Я с восторгом согласилась – я вообще в те времена сильно недоедала, а тут еще борьба с ледяным ветром и промокшие ноги. Так что мы все тем же сплоченным строем с песнями и шутками двинулись в столовую. Там на столах уже стояли тарелки с горячей гречневой кашей, от запаха которой у меня закружилась голова. У официантки была затребована еще одна тарелка, и в нее каждый доброхот от всего сердца отвалил изрядную часть своей порции. Получилась полная тарелка с верхом. Я нарочито замедленно погрузила ложку в душистую коричневую массу, предвкушая восхитительный первый глоток.
Но не успела я донести ложку до рта, как на плечо мне легла длинная рука и рванула меня прочь от заманчивого продукта.
– Вы к ним приехали или ко мне? – рявкнул К. И. – Нечего здесь рассиживаться, скорей пошли ужинать!
Знаменитые поэты так и застыли с разинутыми от изумления ртами, наблюдая, как К. И. быстрым шагом поволок меня к выходу. Кое-как напялив тулуп с чужого плеча, я, оскальзываясь на уже успевшем застыть насте, поспешила за ним.
Ужин у К. И. был воистину царский – писательская гречневая каша не шла с ним ни в какое сравнение. Чего там только не было: и салат-оливье, и красная рыба, и буженина.
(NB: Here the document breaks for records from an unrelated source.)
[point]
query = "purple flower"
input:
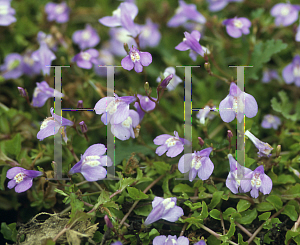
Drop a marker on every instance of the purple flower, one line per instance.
(92, 162)
(184, 13)
(236, 104)
(146, 104)
(257, 181)
(42, 93)
(45, 57)
(12, 67)
(171, 240)
(114, 109)
(217, 5)
(86, 59)
(29, 66)
(285, 13)
(21, 178)
(270, 121)
(136, 59)
(191, 41)
(174, 81)
(48, 39)
(119, 36)
(173, 145)
(52, 125)
(197, 162)
(149, 34)
(291, 73)
(264, 149)
(122, 16)
(206, 112)
(124, 130)
(237, 26)
(58, 12)
(6, 13)
(236, 174)
(87, 38)
(268, 75)
(164, 209)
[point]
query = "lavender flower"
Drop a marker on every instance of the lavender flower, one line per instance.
(164, 209)
(291, 73)
(149, 34)
(87, 38)
(12, 67)
(197, 162)
(45, 57)
(191, 41)
(171, 240)
(146, 104)
(236, 104)
(21, 178)
(173, 145)
(6, 13)
(285, 13)
(270, 121)
(114, 109)
(122, 16)
(257, 181)
(92, 162)
(217, 5)
(119, 36)
(124, 130)
(52, 125)
(58, 12)
(42, 93)
(174, 81)
(184, 13)
(264, 149)
(86, 59)
(236, 174)
(237, 26)
(203, 113)
(136, 59)
(268, 75)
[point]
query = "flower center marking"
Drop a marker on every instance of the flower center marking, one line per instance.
(135, 56)
(19, 177)
(3, 10)
(127, 123)
(256, 181)
(285, 11)
(86, 56)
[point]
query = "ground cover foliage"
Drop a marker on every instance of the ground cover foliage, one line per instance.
(104, 211)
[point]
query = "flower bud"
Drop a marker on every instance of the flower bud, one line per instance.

Пришлось даже выпить чего-то крепкого, так что я вконец опьянела.
– А теперь читайте вашего «Ворона», – скомандовал К. И., когда Маша поставила на стол чай и стаканы в подстаканниках. Читала я хорошо – то ли спьяну, то ли от волнения. Дослушав меня до конца, не перебивая, К. И. несколько секунд помедлил в молчании, а потом поднялся во весь свой гигантский рост, вытянул надо мной руку наподобие семафора и произнес:
– Старик Чуковский ее заметил и, в гроб сходя, благословил!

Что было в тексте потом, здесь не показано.